Sollten wir eine gemeinsame Politik definieren? Wollen wir Regulation
oder steigende Flexibilität? Wie lassen sich diese multiplen
Arbeitsformen sichtbar machen, ohne sozialwissenschaftliche Forschung
zu betreiben und dennoch Flexibilität, Freiheit und Transparenz auch
für Arbeitsverträge und den eigenen Status zu fordern? Aber, was
meinen wir mit Kunst?
Und meinen wir mit Kreativität und Kunst dasselbe? Kunst soll hier
als ein Mittel zur Konstruktion von Räumen und Beziehungen definiert
werden, ein Mittel zur konkreten und symbolischen Neuordnung eines
gemeinsamen Territoriums, ein Mittel zur Besetzung eines Raums, indem
die Beziehungen zwischen Körpern, Bildern, Räumen und Zeiten neu
verteilt werden.
Aber, was meinen wir mit Raum, wenn wir uns aus der Position einer
Non-Profit-Organisiation mit Fragen zu Kunst, Technologie und
Bedingungen von Arbeit von Kulturarbeitern beschäftigen?

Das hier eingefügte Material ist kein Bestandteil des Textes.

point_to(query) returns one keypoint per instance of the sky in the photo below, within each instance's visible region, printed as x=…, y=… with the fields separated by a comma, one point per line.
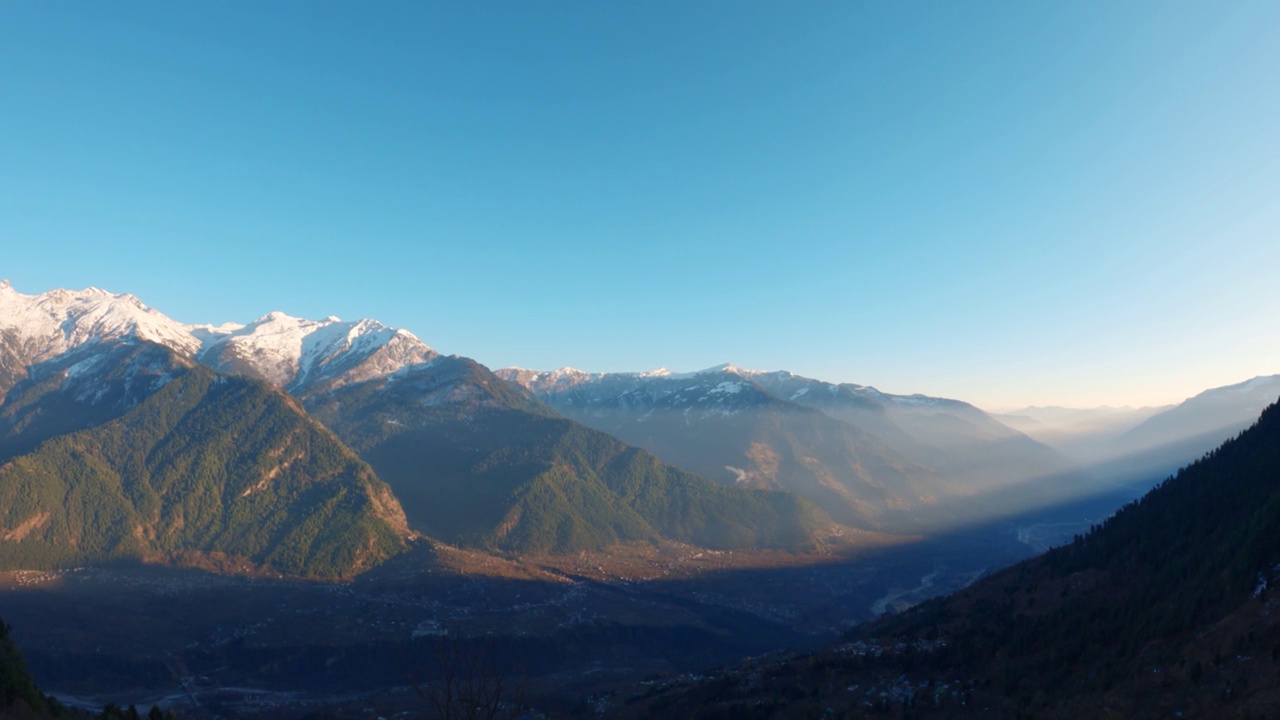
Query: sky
x=1006, y=203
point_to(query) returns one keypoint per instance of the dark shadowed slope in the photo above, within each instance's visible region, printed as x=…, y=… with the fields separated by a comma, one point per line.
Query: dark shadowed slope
x=479, y=461
x=1165, y=610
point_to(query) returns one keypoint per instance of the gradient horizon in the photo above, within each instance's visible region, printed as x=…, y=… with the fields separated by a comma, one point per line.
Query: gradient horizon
x=1005, y=204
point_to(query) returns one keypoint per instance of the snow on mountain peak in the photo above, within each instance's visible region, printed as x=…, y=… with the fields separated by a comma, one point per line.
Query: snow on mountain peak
x=284, y=350
x=293, y=351
x=59, y=320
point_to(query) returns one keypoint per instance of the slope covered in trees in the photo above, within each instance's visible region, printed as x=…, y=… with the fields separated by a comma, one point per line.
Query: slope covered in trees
x=197, y=468
x=479, y=461
x=19, y=698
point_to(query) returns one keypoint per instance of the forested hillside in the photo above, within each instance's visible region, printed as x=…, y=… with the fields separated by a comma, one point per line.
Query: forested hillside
x=1168, y=607
x=205, y=469
x=479, y=461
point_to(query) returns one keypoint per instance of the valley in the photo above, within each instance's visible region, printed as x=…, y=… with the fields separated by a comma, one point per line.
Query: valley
x=293, y=516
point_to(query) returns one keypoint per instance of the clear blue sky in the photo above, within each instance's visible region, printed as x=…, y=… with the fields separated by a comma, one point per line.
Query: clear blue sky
x=1008, y=203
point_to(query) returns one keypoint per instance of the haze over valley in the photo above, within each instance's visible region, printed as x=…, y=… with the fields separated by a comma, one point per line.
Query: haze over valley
x=657, y=360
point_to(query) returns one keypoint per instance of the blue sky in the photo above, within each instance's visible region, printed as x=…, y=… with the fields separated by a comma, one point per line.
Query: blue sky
x=1008, y=203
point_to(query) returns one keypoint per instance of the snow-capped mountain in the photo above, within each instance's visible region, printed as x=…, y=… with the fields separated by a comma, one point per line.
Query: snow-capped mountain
x=291, y=352
x=305, y=355
x=862, y=454
x=723, y=390
x=35, y=328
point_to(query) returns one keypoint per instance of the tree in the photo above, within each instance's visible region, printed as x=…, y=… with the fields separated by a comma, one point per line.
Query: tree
x=467, y=684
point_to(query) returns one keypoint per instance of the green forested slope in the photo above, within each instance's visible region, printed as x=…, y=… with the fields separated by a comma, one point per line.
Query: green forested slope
x=202, y=465
x=478, y=461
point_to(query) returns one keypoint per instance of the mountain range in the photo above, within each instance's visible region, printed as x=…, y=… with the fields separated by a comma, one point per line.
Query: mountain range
x=233, y=445
x=1165, y=610
x=321, y=447
x=871, y=459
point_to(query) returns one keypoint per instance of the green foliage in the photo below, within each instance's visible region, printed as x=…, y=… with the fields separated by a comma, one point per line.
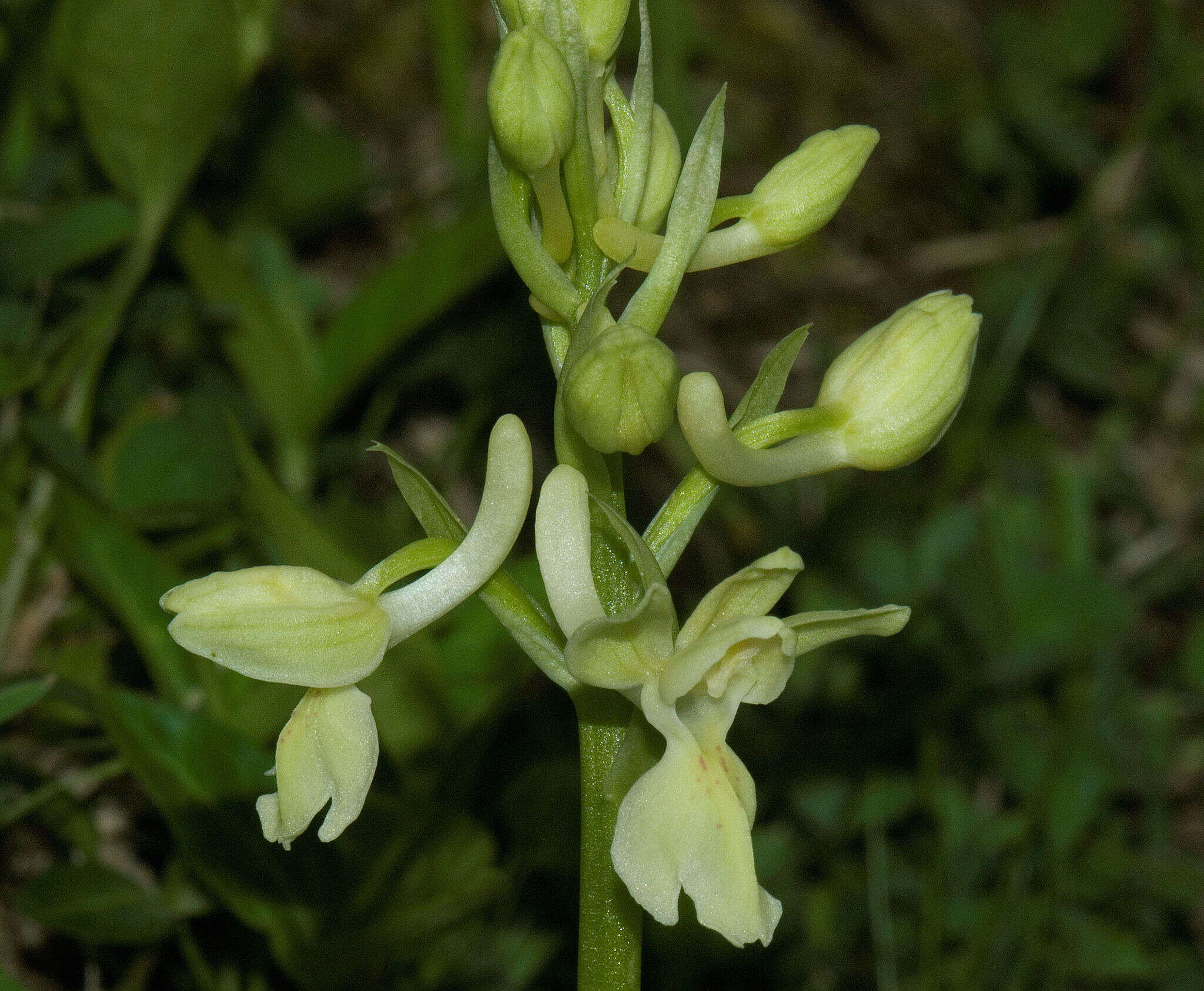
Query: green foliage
x=251, y=222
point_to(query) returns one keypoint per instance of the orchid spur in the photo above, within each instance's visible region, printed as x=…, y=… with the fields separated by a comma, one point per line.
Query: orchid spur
x=687, y=822
x=297, y=626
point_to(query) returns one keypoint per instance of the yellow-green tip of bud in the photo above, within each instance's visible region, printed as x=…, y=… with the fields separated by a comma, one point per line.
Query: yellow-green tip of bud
x=802, y=192
x=620, y=394
x=286, y=624
x=531, y=100
x=902, y=383
x=603, y=23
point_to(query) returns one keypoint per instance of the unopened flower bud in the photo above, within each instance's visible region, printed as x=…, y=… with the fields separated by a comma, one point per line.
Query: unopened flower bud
x=327, y=752
x=664, y=169
x=795, y=199
x=902, y=383
x=531, y=100
x=292, y=625
x=620, y=393
x=802, y=192
x=603, y=23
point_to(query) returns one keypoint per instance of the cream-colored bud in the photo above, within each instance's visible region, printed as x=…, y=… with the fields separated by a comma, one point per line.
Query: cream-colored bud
x=664, y=169
x=802, y=192
x=619, y=395
x=531, y=100
x=901, y=383
x=292, y=625
x=327, y=752
x=603, y=23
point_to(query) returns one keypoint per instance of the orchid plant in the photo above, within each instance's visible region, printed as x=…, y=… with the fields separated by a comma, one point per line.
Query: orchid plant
x=588, y=180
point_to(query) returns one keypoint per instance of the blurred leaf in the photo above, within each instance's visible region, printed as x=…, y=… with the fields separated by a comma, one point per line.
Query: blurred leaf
x=128, y=576
x=18, y=373
x=270, y=345
x=1191, y=655
x=168, y=465
x=17, y=698
x=402, y=299
x=155, y=80
x=1101, y=950
x=309, y=173
x=9, y=983
x=290, y=530
x=62, y=453
x=62, y=238
x=95, y=905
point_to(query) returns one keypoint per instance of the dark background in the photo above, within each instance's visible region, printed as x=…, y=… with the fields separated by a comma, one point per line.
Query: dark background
x=1007, y=795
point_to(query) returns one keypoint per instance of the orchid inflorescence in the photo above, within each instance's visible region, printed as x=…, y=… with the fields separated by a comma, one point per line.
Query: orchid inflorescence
x=587, y=181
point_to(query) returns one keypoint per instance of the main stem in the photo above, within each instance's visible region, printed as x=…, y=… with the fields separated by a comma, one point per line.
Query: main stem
x=611, y=922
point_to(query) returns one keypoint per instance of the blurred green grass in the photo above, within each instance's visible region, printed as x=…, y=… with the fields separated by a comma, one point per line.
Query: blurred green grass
x=1008, y=795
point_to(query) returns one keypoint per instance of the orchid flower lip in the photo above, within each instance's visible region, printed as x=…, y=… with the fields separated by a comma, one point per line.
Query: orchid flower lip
x=504, y=505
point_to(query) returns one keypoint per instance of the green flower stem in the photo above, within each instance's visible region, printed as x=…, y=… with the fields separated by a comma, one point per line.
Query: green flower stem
x=698, y=487
x=611, y=922
x=558, y=225
x=402, y=564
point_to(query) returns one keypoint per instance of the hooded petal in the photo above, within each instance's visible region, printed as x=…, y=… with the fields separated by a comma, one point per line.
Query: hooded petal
x=751, y=592
x=293, y=625
x=683, y=826
x=625, y=650
x=764, y=646
x=504, y=505
x=327, y=750
x=563, y=547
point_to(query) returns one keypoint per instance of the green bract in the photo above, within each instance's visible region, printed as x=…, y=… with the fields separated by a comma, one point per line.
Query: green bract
x=664, y=169
x=327, y=752
x=281, y=624
x=620, y=393
x=885, y=401
x=685, y=824
x=794, y=200
x=531, y=100
x=902, y=382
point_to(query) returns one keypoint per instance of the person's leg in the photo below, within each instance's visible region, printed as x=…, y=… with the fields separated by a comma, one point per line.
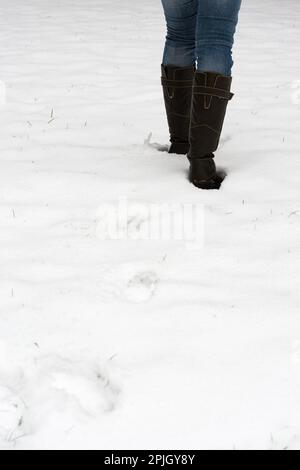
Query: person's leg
x=181, y=19
x=216, y=25
x=178, y=69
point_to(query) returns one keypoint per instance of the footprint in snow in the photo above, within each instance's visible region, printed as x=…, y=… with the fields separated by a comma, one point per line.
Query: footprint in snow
x=141, y=287
x=130, y=282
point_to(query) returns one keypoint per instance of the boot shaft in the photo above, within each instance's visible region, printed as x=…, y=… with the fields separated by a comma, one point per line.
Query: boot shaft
x=210, y=96
x=177, y=85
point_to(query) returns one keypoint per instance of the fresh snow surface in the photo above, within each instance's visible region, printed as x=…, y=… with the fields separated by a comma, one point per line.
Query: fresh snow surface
x=144, y=344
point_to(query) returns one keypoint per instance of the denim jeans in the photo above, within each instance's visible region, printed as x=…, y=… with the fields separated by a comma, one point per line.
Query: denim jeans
x=201, y=33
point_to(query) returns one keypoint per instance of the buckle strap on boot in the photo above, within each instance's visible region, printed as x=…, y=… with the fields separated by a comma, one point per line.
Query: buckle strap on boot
x=211, y=91
x=176, y=83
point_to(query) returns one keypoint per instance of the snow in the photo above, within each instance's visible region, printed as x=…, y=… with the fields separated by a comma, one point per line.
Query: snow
x=133, y=344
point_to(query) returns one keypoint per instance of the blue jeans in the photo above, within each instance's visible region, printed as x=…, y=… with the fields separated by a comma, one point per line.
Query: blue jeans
x=201, y=33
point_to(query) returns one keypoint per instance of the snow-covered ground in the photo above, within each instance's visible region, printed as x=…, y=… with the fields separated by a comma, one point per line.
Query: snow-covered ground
x=144, y=344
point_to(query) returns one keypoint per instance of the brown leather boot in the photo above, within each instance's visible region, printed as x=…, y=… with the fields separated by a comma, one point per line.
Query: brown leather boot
x=177, y=85
x=211, y=93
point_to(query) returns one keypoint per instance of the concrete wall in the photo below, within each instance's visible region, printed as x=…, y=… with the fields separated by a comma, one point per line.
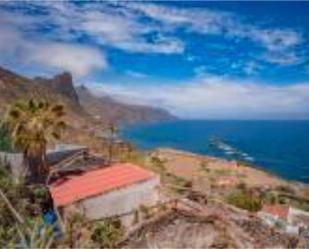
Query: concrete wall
x=15, y=160
x=121, y=201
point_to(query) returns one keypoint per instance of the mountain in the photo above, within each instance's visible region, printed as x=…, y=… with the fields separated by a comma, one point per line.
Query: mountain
x=82, y=107
x=107, y=108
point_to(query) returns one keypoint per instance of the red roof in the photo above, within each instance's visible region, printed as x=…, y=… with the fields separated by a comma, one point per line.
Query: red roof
x=96, y=182
x=281, y=211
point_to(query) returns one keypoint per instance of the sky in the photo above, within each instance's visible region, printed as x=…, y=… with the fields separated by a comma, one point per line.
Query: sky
x=198, y=60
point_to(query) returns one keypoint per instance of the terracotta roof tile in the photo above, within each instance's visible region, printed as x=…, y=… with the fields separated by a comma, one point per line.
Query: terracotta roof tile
x=281, y=211
x=96, y=182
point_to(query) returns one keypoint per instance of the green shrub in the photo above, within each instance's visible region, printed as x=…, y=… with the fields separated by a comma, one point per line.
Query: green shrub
x=5, y=141
x=246, y=200
x=107, y=233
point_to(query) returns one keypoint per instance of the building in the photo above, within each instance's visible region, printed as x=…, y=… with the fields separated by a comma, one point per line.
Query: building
x=118, y=190
x=284, y=217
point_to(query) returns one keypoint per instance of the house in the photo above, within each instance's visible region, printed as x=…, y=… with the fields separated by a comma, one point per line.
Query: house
x=119, y=190
x=288, y=219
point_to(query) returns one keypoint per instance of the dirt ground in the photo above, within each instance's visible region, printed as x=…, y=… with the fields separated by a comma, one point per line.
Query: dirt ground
x=197, y=168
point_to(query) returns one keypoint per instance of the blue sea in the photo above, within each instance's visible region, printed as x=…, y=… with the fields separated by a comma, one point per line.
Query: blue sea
x=279, y=147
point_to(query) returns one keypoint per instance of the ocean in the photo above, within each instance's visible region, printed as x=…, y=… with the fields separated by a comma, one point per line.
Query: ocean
x=279, y=147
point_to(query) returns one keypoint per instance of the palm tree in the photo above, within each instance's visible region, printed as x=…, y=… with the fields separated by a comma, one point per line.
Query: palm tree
x=112, y=128
x=33, y=124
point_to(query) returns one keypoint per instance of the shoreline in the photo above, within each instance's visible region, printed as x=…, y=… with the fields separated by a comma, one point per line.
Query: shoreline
x=186, y=164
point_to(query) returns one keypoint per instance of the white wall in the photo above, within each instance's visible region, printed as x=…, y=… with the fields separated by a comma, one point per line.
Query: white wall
x=15, y=160
x=121, y=201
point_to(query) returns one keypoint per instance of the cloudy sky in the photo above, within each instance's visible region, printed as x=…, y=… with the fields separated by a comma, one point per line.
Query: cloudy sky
x=232, y=60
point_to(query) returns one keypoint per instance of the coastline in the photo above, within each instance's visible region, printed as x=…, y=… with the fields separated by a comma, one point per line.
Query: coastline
x=205, y=171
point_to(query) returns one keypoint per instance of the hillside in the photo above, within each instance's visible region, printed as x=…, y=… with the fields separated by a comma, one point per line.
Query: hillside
x=82, y=107
x=106, y=108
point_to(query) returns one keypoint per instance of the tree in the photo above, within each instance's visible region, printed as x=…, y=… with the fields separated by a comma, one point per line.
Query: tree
x=112, y=129
x=32, y=125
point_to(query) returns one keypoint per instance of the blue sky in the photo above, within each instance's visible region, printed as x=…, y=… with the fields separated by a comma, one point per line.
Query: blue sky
x=235, y=60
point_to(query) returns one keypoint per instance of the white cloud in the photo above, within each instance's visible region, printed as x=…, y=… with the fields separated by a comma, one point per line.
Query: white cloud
x=213, y=97
x=209, y=22
x=80, y=60
x=135, y=74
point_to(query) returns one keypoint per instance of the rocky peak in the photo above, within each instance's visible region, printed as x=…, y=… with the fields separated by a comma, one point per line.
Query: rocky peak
x=62, y=83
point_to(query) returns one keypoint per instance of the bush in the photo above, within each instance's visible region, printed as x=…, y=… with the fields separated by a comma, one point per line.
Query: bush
x=107, y=233
x=5, y=141
x=245, y=200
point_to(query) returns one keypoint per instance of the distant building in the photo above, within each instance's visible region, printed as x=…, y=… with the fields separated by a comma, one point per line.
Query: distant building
x=284, y=217
x=226, y=181
x=118, y=190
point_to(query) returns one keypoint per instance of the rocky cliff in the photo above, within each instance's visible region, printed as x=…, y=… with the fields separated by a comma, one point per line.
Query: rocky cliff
x=79, y=102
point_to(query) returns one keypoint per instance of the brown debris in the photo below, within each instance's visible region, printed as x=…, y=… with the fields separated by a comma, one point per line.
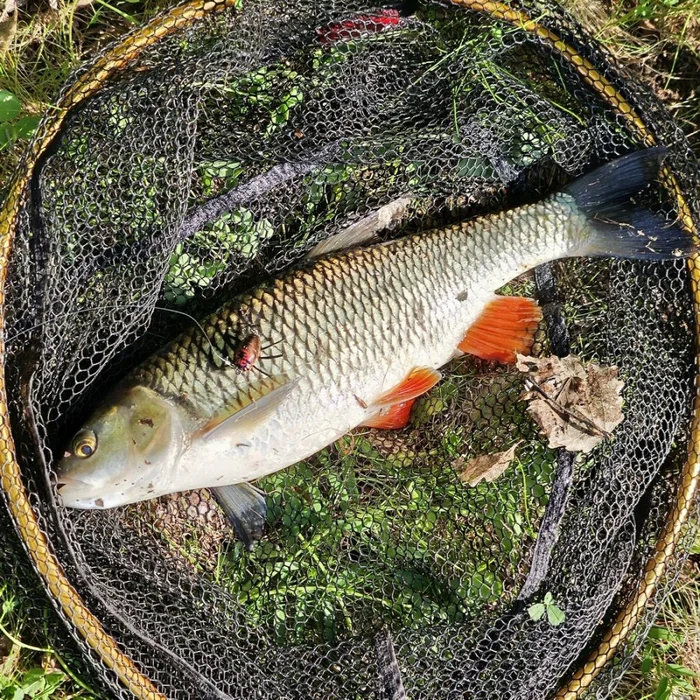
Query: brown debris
x=487, y=467
x=577, y=406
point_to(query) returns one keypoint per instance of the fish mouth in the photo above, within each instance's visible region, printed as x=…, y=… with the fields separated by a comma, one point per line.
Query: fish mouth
x=76, y=494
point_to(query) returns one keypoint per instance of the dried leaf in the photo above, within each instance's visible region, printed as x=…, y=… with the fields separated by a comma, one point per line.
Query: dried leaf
x=576, y=405
x=487, y=467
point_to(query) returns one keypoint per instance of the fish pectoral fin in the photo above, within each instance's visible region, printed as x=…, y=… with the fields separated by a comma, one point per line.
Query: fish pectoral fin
x=505, y=327
x=365, y=229
x=245, y=508
x=247, y=419
x=418, y=381
x=393, y=417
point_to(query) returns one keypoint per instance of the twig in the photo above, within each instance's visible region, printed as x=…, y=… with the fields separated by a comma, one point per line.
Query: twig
x=565, y=411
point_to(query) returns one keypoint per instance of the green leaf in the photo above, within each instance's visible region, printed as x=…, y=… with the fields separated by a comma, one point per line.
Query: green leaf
x=9, y=106
x=681, y=670
x=8, y=135
x=26, y=126
x=555, y=615
x=536, y=611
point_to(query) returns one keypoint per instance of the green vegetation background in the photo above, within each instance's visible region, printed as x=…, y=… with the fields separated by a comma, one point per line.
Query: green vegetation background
x=40, y=44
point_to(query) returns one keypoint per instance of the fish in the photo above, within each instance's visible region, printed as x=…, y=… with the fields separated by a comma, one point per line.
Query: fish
x=349, y=338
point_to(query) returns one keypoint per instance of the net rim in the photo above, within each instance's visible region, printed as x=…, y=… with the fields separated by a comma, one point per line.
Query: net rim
x=39, y=548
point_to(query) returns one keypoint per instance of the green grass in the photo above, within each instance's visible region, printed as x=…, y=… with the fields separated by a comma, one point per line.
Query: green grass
x=29, y=669
x=658, y=38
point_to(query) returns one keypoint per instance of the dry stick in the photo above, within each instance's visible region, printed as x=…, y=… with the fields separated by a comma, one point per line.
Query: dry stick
x=563, y=481
x=566, y=412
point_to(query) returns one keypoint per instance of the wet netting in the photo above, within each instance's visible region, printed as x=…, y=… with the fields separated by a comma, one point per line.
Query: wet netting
x=213, y=149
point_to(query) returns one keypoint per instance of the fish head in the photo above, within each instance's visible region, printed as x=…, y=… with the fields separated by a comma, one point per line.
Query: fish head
x=126, y=452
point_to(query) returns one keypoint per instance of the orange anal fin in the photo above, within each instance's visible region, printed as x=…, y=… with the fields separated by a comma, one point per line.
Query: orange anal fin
x=420, y=380
x=506, y=326
x=392, y=417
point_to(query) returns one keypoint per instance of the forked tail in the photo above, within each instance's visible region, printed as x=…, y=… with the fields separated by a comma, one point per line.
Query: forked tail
x=618, y=226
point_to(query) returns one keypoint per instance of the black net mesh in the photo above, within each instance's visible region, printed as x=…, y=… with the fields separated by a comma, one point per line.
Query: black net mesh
x=221, y=156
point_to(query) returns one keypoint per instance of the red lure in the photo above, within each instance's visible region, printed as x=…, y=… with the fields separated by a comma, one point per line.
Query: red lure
x=357, y=26
x=248, y=353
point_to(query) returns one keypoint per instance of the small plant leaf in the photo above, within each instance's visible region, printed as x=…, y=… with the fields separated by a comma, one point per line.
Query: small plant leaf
x=681, y=670
x=555, y=615
x=8, y=135
x=536, y=611
x=9, y=106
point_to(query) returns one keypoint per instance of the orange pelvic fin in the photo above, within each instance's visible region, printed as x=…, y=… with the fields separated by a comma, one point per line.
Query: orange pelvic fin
x=507, y=325
x=419, y=380
x=393, y=417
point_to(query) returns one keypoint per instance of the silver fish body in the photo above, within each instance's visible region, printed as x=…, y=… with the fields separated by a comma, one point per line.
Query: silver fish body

Und was
meinen wir mit Technologie? Wo wir ebenfalls unsere Werkzeuge
berücksichtigen, die Software, die unsere natürliche Umgebung
geworden ist. Aber Software ist niemals politisch neutral, so wie es
Ästhetik nicht ohne Farbe gibt: jedes Produkt schreibt seinen
Gebrauch und seine Resultate in spezifischen Formen vor. Wir nähern
uns diesen Fragen, durch konkrete Erfahrung, Beispiele von
KulturarbeiterInnen in einem dreisprachigen Land in einer
vielprachigen Stadt und durch transdisziplinäre Praxis.